En 2008, a los 60 años, María Josefina se convirtió repentinamente en madre de tres niños de seis, siete y nueve años. Virginia, Ricardo y Ana quedaron huérfanos cuando su mamá murió, en 2007. Durante un tiempo vivieron con dos de sus otros diez hermanos, pero un fin de semana que no tenían con quién quedarse visitaron su casa. Se habían conocido seis años antes cuando, como abogada, realizó el trámite para sacarle la cédula a uno de los niños más grandes. Desde ese momento se generó un vínculo con la mamá y con los hijos que hizo que los ayudara hasta después de la muerte de la madre.

“María Josefina debe saber”, me cuenta que la hermana más grande, de 19 años, les dijo a los asistentes sociales del Ministerio de Desarrollo Social que buscaban la documentación de los más chicos. Y entonces se comunicaron con ella y comenzó a ser la referente.
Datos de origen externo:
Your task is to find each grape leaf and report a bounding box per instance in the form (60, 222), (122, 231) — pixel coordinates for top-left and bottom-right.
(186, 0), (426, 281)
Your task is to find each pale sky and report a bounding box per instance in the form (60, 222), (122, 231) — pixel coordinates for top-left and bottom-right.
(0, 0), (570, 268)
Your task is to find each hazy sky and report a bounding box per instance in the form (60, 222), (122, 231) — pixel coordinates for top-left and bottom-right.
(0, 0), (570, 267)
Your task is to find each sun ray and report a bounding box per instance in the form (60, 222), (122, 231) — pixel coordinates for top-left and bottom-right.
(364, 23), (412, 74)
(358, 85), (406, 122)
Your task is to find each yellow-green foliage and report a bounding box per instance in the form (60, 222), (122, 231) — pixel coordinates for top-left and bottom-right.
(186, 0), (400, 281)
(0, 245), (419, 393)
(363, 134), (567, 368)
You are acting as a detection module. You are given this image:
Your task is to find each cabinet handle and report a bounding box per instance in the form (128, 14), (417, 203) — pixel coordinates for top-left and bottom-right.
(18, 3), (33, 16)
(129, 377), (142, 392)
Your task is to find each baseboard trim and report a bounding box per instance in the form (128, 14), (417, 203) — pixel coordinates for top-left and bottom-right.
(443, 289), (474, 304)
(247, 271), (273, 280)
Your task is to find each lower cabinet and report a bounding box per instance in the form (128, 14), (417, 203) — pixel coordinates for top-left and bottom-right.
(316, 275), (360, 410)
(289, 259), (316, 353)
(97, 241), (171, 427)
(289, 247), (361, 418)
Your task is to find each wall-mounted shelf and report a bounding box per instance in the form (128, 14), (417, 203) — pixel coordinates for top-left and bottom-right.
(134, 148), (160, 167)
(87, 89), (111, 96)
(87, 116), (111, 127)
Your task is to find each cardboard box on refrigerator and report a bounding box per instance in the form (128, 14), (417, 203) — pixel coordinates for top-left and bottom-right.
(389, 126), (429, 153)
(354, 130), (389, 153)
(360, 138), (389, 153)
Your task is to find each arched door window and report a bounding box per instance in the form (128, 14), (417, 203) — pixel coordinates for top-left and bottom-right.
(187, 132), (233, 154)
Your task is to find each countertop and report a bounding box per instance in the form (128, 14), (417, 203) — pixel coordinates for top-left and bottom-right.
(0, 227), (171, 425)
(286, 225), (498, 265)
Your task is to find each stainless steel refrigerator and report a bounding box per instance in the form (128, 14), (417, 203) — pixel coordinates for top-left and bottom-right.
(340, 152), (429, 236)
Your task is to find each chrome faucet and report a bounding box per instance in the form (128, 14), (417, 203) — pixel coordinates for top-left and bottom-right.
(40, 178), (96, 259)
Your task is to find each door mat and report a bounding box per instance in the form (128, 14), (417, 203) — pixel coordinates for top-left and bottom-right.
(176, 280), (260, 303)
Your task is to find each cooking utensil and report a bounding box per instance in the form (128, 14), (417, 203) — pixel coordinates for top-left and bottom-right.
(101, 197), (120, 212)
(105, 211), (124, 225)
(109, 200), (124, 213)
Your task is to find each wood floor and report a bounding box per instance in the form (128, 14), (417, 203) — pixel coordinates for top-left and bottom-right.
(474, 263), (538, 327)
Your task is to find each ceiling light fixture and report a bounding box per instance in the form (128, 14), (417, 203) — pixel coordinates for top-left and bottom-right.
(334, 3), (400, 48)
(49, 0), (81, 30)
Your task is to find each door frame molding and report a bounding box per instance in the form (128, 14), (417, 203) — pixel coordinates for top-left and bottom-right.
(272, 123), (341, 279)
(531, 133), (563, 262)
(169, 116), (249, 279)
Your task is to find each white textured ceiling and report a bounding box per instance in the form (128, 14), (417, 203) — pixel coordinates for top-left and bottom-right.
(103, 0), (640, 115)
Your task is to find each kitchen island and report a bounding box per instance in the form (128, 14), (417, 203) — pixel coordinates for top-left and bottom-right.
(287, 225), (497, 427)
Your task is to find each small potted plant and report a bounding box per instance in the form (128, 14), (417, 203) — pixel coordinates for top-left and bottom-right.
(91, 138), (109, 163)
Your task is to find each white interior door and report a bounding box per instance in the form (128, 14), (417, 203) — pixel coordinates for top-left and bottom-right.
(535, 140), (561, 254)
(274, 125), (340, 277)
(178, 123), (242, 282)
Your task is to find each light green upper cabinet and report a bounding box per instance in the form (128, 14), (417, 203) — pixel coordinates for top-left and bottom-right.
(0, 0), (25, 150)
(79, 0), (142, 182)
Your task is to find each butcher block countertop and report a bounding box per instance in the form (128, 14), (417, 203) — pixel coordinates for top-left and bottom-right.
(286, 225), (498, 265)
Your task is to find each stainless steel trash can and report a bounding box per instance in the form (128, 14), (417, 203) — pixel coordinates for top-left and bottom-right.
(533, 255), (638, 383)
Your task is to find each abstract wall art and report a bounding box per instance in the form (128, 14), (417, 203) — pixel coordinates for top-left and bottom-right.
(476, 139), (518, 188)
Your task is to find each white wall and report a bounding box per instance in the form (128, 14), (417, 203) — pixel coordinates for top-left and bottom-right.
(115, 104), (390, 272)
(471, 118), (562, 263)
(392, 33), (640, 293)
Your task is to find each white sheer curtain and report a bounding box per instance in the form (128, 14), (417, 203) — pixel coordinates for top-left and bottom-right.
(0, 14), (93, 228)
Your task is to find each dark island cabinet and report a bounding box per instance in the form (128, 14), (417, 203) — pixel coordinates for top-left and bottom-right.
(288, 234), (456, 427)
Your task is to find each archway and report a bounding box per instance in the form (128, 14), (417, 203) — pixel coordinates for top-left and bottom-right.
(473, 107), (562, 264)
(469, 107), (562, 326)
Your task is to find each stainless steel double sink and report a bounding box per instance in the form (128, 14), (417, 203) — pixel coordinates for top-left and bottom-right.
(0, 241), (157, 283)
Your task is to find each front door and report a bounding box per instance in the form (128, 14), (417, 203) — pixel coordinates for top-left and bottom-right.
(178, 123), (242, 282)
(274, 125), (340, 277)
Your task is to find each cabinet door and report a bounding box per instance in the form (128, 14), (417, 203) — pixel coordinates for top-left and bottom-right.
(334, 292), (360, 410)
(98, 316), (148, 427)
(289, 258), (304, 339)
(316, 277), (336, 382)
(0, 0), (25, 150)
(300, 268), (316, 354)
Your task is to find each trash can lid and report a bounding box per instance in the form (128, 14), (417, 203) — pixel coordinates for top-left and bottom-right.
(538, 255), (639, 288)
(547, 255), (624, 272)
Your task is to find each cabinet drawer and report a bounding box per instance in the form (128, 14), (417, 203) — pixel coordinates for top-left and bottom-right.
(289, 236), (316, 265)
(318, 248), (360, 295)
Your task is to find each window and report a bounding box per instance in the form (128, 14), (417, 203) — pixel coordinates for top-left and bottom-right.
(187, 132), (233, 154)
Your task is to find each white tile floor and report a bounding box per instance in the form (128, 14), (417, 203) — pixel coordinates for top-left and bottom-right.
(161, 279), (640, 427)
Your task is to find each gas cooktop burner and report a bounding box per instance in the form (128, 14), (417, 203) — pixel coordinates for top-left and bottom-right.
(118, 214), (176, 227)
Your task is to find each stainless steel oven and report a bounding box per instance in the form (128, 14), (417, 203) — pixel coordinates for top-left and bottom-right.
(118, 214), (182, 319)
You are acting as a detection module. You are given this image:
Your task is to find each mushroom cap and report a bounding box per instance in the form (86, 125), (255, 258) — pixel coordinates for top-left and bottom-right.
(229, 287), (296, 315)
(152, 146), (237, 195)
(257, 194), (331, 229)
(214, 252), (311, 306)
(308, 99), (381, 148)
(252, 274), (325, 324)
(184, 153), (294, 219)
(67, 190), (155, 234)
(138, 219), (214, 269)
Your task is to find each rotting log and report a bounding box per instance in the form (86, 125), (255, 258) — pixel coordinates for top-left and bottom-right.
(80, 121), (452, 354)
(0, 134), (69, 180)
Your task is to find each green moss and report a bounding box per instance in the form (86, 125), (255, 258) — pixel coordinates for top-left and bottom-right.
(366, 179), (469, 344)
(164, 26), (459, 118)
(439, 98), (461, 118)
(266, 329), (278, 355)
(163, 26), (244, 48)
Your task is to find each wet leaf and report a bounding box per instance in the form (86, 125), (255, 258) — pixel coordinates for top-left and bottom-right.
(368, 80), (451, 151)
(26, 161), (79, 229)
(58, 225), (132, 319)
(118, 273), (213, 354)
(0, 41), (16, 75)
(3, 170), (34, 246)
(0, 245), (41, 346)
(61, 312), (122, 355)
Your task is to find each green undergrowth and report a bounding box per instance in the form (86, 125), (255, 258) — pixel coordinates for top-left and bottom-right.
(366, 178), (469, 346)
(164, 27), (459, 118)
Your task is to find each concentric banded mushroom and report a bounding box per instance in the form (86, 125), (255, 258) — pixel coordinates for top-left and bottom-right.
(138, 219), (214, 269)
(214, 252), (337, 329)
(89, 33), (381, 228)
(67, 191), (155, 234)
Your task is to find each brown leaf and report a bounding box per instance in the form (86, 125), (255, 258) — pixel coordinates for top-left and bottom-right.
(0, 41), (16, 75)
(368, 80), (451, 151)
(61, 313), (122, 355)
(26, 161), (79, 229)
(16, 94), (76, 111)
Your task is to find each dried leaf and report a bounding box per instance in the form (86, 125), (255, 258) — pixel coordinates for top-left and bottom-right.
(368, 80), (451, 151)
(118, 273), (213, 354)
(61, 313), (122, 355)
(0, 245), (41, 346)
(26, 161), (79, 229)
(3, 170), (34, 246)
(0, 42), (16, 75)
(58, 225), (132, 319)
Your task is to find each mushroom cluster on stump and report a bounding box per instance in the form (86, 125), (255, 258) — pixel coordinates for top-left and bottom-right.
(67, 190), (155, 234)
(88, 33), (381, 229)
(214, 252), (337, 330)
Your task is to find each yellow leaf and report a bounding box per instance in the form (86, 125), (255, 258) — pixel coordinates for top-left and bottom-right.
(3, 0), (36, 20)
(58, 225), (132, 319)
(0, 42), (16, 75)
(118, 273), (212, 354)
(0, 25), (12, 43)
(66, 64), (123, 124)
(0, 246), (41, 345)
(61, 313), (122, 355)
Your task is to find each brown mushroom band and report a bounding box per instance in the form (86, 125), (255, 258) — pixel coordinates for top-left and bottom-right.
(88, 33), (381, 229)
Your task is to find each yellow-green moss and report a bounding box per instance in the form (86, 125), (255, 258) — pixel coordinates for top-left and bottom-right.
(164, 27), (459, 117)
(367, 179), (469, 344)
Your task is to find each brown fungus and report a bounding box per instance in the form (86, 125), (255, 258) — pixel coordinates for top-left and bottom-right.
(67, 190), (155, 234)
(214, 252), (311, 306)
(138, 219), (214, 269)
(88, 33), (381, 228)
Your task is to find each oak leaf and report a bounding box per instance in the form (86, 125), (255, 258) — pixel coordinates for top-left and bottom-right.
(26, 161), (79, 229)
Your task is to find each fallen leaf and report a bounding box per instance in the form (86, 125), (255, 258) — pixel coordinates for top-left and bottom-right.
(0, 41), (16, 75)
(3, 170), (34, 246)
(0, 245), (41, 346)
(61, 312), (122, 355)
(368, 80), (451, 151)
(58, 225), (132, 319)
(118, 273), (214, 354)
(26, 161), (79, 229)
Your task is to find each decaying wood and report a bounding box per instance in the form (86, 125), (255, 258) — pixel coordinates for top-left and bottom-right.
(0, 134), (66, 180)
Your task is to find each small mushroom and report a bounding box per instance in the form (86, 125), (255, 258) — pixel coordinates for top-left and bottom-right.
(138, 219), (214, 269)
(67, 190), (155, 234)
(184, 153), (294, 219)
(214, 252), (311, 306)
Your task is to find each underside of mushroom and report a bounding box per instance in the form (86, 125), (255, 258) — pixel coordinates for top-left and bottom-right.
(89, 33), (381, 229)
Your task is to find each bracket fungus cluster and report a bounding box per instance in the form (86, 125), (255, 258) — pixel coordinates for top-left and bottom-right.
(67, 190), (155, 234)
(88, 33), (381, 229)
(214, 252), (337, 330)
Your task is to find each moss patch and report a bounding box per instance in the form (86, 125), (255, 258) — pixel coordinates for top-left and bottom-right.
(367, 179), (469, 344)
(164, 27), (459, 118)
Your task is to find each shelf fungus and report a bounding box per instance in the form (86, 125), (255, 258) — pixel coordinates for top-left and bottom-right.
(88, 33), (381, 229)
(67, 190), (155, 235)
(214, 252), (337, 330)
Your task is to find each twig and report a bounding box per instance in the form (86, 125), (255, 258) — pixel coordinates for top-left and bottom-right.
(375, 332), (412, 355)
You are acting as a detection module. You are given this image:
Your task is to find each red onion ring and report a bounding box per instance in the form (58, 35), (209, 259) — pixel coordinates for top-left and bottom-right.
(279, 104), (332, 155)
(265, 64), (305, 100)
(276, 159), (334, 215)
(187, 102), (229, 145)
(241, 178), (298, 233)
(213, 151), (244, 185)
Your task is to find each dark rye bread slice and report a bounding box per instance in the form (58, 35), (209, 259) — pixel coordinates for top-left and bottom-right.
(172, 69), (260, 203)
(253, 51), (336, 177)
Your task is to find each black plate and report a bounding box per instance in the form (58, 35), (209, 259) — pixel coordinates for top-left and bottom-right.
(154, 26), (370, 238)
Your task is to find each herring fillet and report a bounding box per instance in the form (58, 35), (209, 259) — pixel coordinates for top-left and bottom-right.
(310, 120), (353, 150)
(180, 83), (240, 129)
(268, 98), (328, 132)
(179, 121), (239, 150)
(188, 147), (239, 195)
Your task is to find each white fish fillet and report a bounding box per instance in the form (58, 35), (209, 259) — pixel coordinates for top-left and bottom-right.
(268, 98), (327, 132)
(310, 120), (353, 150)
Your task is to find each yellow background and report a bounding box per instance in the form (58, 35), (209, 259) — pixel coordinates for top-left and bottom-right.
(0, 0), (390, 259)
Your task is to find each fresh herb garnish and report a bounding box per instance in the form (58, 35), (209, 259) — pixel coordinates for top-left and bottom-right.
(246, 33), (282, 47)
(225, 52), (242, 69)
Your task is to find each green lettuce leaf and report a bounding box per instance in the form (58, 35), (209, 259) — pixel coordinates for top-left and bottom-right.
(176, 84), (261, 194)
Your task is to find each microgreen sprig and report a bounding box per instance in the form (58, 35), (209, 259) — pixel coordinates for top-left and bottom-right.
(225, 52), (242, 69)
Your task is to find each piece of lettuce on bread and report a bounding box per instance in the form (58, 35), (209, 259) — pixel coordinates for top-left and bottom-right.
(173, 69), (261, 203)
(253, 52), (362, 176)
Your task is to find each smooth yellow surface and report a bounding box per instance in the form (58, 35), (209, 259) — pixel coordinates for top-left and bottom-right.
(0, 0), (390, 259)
Pero los niños fueron a más y, luego de algunos fines de semana juntos, un día le preguntaron: “¿Nos podemos quedar en tu casa?”. Esa fue la simple pregunta que hizo que ahora lleve a Ricardo a la feria, oriente a Virginia en sus estudios y cargue en brazos a Ana hasta el auto. Esta última es la más grande de los tres hermanos y sufre parálisis cerebral.

Al sol de esta incipiente primavera montevideana, María Josefina me cuenta que desde hace años le gusta ir por la calle descubriendo grafitis, que las paredes muchas veces dicen cosas que reflejan su sentir. Se acuerda de uno escrito acá en el barrio que dice que sin locura no hay felicidad y siente que es para ella: “Hay una locura de la cruz, del reino, de vivir en una sociedad más fraterna. Para cualquiera tengo un grado de locura, pero esa locura es la que te da la felicidad; sin un poquito de volvernos algo locos no te atrevés a cambiar tu mundo”.